Description: Given a topology J , show that a subset B satisfying the third antecedent is a basis for it. Lemma 2.3 of Munkres p. 81. (Contributed by NM, 20-Jul-2006) (Proof shortened by Mario Carneiro, 2-Sep-2015)

		Ref	Expression
	Assertion	basgen2	⊢ ( ( 𝐽 ∈ Top ∧ 𝐵 ⊆ 𝐽 ∧ ∀ 𝑥 ∈ 𝐽 ∀ 𝑦 ∈ 𝑥 ∃ 𝑧 ∈ 𝐵 ( 𝑦 ∈ 𝑧 ∧ 𝑧 ⊆ 𝑥 ) ) → ( topGen ‘ 𝐵 ) = 𝐽 )

Proof

Step	Hyp	Ref	Expression
1		dfss3	⊢ ( 𝐽 ⊆ ( topGen ‘ 𝐵 ) ↔ ∀ 𝑥 ∈ 𝐽 𝑥 ∈ ( topGen ‘ 𝐵 ) )

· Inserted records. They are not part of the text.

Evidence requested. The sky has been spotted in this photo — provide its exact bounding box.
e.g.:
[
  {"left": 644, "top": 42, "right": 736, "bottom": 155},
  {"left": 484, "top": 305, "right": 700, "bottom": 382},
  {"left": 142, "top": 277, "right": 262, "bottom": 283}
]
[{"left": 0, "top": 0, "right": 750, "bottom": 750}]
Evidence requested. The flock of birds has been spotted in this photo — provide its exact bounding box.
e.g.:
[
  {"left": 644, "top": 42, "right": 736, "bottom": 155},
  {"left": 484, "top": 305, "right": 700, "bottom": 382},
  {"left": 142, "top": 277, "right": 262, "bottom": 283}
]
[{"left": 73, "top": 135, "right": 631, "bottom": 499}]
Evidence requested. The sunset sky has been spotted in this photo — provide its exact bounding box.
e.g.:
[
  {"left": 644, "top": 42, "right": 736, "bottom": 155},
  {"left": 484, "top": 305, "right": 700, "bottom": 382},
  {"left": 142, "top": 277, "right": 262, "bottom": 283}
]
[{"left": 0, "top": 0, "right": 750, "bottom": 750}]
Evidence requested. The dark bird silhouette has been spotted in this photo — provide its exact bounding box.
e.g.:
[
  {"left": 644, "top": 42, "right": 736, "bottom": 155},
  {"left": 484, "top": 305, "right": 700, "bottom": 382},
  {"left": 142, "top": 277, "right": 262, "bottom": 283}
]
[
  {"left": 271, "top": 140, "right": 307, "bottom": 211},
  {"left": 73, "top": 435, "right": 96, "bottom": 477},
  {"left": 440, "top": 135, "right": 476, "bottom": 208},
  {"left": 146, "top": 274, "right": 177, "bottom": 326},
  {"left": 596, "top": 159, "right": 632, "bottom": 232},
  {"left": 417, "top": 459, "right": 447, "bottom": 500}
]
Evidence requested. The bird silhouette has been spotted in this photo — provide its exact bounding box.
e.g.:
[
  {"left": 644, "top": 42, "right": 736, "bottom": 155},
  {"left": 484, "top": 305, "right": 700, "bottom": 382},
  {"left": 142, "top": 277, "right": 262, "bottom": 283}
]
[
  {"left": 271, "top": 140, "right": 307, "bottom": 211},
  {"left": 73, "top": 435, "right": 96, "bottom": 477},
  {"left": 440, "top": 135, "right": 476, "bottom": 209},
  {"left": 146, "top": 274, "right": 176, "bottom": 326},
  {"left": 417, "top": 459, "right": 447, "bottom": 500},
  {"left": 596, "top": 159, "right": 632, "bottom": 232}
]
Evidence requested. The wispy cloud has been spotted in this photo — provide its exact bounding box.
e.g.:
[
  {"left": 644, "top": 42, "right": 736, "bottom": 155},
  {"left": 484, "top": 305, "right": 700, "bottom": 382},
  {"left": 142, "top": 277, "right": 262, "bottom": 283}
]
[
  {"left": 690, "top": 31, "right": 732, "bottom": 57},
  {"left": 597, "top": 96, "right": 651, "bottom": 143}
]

2		ssexg	⊢ ( ( 𝐵 ⊆ 𝐽 ∧ 𝐽 ∈ Top ) → 𝐵 ∈ V )
3	2	ancoms	⊢ ( ( 𝐽 ∈ Top ∧ 𝐵 ⊆ 𝐽 ) → 𝐵 ∈ V )
4		eltg2b	⊢ ( 𝐵 ∈ V → ( 𝑥 ∈ ( topGen ‘ 𝐵 ) ↔ ∀ 𝑦 ∈ 𝑥 ∃ 𝑧 ∈ 𝐵 ( 𝑦 ∈ 𝑧 ∧ 𝑧 ⊆ 𝑥 ) ) )

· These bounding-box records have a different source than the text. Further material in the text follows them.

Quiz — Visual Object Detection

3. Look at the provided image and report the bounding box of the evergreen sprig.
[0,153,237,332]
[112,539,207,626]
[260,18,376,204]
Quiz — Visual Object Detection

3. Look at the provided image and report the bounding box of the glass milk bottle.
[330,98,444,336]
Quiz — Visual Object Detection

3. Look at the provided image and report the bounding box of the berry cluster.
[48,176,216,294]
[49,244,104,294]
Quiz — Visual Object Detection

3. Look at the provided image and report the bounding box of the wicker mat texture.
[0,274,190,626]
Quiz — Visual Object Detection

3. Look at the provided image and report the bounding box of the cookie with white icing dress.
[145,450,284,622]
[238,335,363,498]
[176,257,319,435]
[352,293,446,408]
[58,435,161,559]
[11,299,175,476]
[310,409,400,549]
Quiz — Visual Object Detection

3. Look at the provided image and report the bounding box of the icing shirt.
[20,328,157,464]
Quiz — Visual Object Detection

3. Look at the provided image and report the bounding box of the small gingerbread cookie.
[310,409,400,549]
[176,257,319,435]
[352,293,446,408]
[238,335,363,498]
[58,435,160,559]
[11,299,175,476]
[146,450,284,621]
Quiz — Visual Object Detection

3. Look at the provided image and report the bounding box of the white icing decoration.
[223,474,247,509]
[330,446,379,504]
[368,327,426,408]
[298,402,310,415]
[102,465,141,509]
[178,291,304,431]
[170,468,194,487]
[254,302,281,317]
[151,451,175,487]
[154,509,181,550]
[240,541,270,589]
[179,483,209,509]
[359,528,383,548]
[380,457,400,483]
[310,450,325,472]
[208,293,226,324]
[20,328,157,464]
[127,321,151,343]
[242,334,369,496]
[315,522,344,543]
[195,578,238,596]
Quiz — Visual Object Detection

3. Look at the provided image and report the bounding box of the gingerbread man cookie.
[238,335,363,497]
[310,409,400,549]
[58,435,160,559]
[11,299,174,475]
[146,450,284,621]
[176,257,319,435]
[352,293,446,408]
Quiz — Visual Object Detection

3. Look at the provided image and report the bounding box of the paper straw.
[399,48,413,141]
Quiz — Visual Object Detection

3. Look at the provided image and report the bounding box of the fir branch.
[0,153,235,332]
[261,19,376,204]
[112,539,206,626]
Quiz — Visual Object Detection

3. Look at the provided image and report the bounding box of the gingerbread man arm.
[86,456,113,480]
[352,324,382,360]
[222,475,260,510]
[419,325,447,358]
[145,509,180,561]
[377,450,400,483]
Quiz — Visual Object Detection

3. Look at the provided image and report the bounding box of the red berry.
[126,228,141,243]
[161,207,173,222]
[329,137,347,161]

5	3 4	syl	⊢ ( ( 𝐽 ∈ Top ∧ 𝐵 ⊆ 𝐽 ) → ( 𝑥 ∈ ( topGen ‘ 𝐵 ) ↔ ∀ 𝑦 ∈ 𝑥 ∃ 𝑧 ∈ 𝐵 ( 𝑦 ∈ 𝑧 ∧ 𝑧 ⊆ 𝑥 ) ) )
6	5	ralbidv	⊢ ( ( 𝐽 ∈ Top ∧ 𝐵 ⊆ 𝐽 ) → ( ∀ 𝑥 ∈ 𝐽 𝑥 ∈ ( topGen ‘ 𝐵 ) ↔ ∀ 𝑥 ∈ 𝐽 ∀ 𝑦 ∈ 𝑥 ∃ 𝑧 ∈ 𝐵 ( 𝑦 ∈ 𝑧 ∧ 𝑧 ⊆ 𝑥 ) ) )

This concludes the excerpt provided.